Any feedback/guidance would be greatly appreciated.
Hi everyone. We currently only have a Risk Exception workflow and I'm researching on how to implement one for Risk Acceptance.
Being unfamiliar with the term risk exception, a quick web search told me it is also called security exception. Then the article
helped me understand the question above. This may help other forum members follow this thread, too.
Nice write up. Clear and to the point. Generally I see these types of risk acceptance in PCI-DSS audits and only occasionally in healthcare. Both generally due to old or "obsolete" equipment no longer under maintenance. For example, everyone's favorite network connected health device - heart monitors. Yes, it still functions very well but the software hasn't been updated for a security flaw in years. Do you throw the machine away because of software obsolescence? Lots of cases like that and more simply become an accepted risk or face being bound to the manufacturer withholding patches every six months so they can sell you a new machine.

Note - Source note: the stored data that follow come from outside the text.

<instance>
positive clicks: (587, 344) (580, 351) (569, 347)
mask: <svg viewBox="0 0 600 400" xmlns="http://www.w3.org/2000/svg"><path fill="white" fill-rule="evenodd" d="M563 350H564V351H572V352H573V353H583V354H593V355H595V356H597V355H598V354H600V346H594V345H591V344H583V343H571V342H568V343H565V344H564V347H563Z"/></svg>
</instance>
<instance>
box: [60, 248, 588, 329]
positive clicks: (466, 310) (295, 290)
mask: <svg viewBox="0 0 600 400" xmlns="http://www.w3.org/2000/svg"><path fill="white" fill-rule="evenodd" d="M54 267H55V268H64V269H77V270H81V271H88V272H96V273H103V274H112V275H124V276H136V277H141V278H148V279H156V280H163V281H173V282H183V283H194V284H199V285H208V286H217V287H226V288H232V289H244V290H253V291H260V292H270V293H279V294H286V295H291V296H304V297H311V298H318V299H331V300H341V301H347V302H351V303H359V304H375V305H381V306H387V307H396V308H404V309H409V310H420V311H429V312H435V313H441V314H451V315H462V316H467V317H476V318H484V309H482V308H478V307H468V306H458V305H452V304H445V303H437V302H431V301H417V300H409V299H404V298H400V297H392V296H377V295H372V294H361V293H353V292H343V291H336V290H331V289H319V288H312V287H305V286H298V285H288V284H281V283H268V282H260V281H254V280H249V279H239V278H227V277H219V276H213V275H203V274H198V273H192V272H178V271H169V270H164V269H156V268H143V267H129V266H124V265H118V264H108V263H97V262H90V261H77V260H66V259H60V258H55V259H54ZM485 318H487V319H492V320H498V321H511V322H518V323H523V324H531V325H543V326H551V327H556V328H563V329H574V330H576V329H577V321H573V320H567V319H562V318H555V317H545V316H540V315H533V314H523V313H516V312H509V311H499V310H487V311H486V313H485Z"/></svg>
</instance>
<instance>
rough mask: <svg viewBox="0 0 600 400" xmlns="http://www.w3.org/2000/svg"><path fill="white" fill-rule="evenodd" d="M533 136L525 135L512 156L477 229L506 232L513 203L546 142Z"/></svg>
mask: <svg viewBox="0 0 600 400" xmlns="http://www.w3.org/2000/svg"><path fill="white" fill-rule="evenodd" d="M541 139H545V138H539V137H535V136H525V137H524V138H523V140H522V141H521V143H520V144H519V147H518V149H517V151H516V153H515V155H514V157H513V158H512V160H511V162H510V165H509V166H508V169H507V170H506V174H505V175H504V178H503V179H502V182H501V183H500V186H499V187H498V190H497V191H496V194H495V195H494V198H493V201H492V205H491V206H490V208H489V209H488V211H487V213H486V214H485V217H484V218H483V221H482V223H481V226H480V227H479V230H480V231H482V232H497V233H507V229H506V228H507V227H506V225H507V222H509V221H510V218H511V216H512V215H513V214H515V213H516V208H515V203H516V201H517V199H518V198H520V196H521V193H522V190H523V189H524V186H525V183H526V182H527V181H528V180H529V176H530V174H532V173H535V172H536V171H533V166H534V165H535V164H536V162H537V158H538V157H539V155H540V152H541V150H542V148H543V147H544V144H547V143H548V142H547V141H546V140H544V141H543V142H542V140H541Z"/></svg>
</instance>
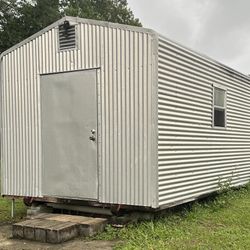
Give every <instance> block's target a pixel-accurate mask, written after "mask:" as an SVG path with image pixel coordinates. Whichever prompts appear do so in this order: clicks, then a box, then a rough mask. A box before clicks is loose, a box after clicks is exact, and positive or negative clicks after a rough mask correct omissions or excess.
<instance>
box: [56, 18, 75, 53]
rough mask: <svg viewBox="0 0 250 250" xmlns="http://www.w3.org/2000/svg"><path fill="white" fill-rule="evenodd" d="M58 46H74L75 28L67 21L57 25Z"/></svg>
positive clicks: (73, 48) (62, 48)
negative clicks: (58, 28) (57, 28)
mask: <svg viewBox="0 0 250 250" xmlns="http://www.w3.org/2000/svg"><path fill="white" fill-rule="evenodd" d="M59 48H60V50H67V49H75V48H76V28H75V25H70V23H69V22H68V21H65V22H64V23H63V24H62V25H59Z"/></svg>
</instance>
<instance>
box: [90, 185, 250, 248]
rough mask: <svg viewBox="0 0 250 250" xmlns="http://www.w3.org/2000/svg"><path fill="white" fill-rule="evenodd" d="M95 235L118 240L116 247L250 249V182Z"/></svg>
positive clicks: (100, 236)
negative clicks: (156, 217)
mask: <svg viewBox="0 0 250 250" xmlns="http://www.w3.org/2000/svg"><path fill="white" fill-rule="evenodd" d="M95 238H96V239H102V240H118V242H120V243H118V245H117V246H116V247H115V248H116V249H250V185H248V186H246V187H242V188H240V189H234V190H232V189H231V190H227V191H226V192H223V193H221V194H218V195H215V196H210V197H209V198H207V199H204V200H202V201H198V202H194V203H192V204H187V205H183V206H180V207H178V208H175V209H170V210H168V211H167V212H166V213H165V214H164V215H161V216H159V217H158V218H155V219H154V220H153V221H148V222H142V223H138V224H134V225H129V226H127V227H125V228H122V229H115V228H112V227H111V226H109V227H108V228H107V230H106V231H105V232H104V233H102V234H100V235H99V236H97V237H95Z"/></svg>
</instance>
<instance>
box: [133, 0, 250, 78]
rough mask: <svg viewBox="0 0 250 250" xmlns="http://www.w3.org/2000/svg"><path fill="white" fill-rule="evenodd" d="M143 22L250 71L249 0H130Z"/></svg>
mask: <svg viewBox="0 0 250 250" xmlns="http://www.w3.org/2000/svg"><path fill="white" fill-rule="evenodd" d="M128 5H129V7H130V8H131V10H132V11H133V13H134V15H135V16H136V17H138V18H139V19H140V21H141V22H142V24H143V26H144V27H146V28H152V29H154V30H155V31H157V32H159V33H161V34H162V35H165V36H166V37H167V38H169V39H171V40H173V41H176V42H178V43H180V44H182V45H184V46H186V47H188V48H191V49H193V50H195V51H197V52H200V53H202V54H205V55H207V56H209V57H211V58H213V59H215V60H217V61H219V62H221V63H223V64H226V65H227V66H229V67H231V68H233V69H236V70H238V71H240V72H242V73H244V74H250V1H249V0H128Z"/></svg>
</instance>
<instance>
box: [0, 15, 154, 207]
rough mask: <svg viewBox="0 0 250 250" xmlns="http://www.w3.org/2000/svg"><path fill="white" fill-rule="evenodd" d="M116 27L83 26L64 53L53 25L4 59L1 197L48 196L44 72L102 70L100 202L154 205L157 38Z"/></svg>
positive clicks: (80, 26)
mask: <svg viewBox="0 0 250 250" xmlns="http://www.w3.org/2000/svg"><path fill="white" fill-rule="evenodd" d="M76 20H79V19H76ZM111 26H112V25H110V26H109V25H108V26H107V27H105V26H102V25H98V24H96V25H95V24H90V23H79V24H78V25H77V37H78V40H79V43H78V46H79V47H78V50H70V51H63V52H59V49H58V39H57V32H58V30H57V28H52V29H51V30H49V31H47V32H45V33H44V34H41V35H39V36H37V37H35V38H34V39H33V40H31V41H29V42H27V43H26V44H24V45H22V46H21V47H18V48H16V49H14V50H13V51H10V52H9V53H8V54H6V55H5V56H4V57H3V64H2V65H3V85H2V100H3V102H2V103H3V107H2V114H3V117H2V118H3V122H2V132H3V138H2V145H3V147H2V170H3V178H2V179H3V183H2V193H3V194H6V195H20V196H41V195H42V187H41V178H42V176H41V169H42V159H41V127H40V124H41V120H40V119H41V117H40V115H41V114H40V77H39V74H44V73H54V72H61V71H72V70H79V69H89V68H98V67H100V68H101V70H100V85H99V87H98V90H99V93H98V94H99V132H100V138H99V143H100V145H101V146H100V148H99V161H100V162H99V165H100V166H101V167H100V173H99V181H100V182H99V187H100V188H99V198H100V201H101V202H105V203H118V204H131V205H144V206H151V205H152V193H153V192H152V191H151V188H150V186H151V184H152V167H151V166H152V162H151V160H152V159H151V142H152V140H151V132H152V103H151V95H152V77H153V76H152V57H153V47H152V43H153V38H152V35H151V34H150V33H148V32H142V31H141V32H140V31H139V30H138V31H137V30H133V29H132V30H130V29H123V28H120V26H117V27H116V26H114V27H111ZM123 27H124V26H123ZM154 191H155V190H154Z"/></svg>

I know what your thinking - yes they would.
If you want to understand for CISSP, then easy way i try to put: we accept residual risk after mitigation as beyond certain control implementation, you cant mitigate risk or it is not viable to mitigate risk beyond certain point, that remaining risk you accept. Means, remaining risk is not big enough to cause much harm.
Exception is applied when you are in process of finding solution or applying solution, so meanwhile you are documenting it. you are aware of the risk and either you are implying the solution till final solutions are applied. or till you find to fix it. Exception is short term
All to many times these exceptions are never truly retired. They just keep the exception tag for years on end. As often the case in business saying and doing often don't agree on a plan of action.
Sometimes we have to be a bit pragmatic about our decisions.
I saw one exception that was more than 10 years old at a candy manufacturer because the software still ran on a PDP-10.
Cash straps hospitals rarely have the financial leeway to solve every problem over providing healthcare - head buried in sand or not. Sometimes the reality on the ground requires outside funding not a lack of will to solve a problem. In the healthcare example you could fine them out of existence for an exception but that would only put human health at greater risk than the gain of fixing a vulnerable process.